Dr. Charles Zeanah was awarded the 2017 Ruane Prize for Outstanding Achievement in Child and Adolescent Psychiatric Research. The psychiatrist shares the award with Nathan Fox of the University of Maryland and Charles Nelson III of Boston’s Children’s Hospital on the Bucharest Early Intervention Project.

Zeanah has spent years studying what effects trauma, abuse, and neglect have on child development. He has also studied various interventions that benefit recovery.

The Project is the only randomized clinical trial of foster care intervention for infants and young children who began life institutionalized. Their studies showed those children had significant deficits expressing positive emotions.

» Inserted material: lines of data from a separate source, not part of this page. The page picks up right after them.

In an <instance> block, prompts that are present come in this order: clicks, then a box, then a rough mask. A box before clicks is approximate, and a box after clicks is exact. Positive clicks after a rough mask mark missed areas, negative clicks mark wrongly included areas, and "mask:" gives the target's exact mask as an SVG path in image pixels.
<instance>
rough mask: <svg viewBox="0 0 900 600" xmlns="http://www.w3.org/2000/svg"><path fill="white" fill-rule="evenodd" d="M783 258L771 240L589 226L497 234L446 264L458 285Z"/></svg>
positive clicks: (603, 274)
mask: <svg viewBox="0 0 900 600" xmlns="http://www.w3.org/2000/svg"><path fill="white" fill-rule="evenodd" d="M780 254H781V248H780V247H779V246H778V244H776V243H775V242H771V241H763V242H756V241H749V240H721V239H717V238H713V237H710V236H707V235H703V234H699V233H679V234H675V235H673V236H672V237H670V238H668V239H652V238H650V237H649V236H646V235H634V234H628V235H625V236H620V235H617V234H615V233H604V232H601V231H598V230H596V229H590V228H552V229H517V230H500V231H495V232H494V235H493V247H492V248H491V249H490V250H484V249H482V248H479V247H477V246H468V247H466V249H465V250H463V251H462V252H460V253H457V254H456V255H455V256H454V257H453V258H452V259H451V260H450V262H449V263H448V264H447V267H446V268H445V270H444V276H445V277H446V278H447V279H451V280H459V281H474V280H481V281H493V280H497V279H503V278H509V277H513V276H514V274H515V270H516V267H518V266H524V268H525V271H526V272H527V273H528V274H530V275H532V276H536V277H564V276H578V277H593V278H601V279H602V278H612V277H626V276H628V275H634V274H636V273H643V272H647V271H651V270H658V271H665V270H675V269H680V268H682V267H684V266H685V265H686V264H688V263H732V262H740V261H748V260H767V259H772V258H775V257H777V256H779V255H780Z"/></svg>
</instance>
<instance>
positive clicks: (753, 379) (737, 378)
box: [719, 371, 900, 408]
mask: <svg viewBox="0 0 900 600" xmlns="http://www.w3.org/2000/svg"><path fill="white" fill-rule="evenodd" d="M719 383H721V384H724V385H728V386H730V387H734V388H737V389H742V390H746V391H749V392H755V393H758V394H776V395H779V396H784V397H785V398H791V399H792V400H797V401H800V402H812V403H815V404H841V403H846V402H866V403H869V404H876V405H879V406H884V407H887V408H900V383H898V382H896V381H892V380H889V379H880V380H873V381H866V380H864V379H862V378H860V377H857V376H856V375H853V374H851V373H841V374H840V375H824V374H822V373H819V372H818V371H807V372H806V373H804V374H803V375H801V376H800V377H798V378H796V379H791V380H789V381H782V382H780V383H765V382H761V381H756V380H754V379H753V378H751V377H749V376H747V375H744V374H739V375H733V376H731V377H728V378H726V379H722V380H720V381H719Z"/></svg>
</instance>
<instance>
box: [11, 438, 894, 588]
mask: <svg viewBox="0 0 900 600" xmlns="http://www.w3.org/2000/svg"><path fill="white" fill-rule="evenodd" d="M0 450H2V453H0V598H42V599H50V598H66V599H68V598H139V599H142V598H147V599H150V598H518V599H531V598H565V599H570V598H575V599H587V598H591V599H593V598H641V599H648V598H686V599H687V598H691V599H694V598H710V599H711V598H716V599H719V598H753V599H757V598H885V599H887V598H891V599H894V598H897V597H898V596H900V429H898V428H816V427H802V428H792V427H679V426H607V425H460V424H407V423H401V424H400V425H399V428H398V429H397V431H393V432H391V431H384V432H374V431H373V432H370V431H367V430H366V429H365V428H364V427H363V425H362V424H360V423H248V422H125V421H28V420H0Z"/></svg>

It found those who went into foster care made extraordinary progress. The kids in foster care were more likely to form attachments to foster mothers than institutionalized children to their caregivers.

The Brain and Behavioral Research Foundation gives the $50,000 Ruane Prize to scientists who research causes, pathophysiology, treatment, or prevention of severe mental illness. The Foundation also awards scientists who provide increased understanding of psychotic, affective, or other severe brain and behavior disorders that begin in childhood.

Dr. Zeanah is currently the Mary Peters Sellars-Polchow Chair in Psychiatry at Tulane University School of Medicine. He is the Executive Director of the Institute of Infant and Early Childhood Mental Health. He also directs the Tulane Infant Team, an intervention program for abused and neglected infants and toddlers. His research and clinical interests study the effects of adverse early experiences on development and attachments in high-risk environments, psychopathology in early childhood, and infant-parent relationships.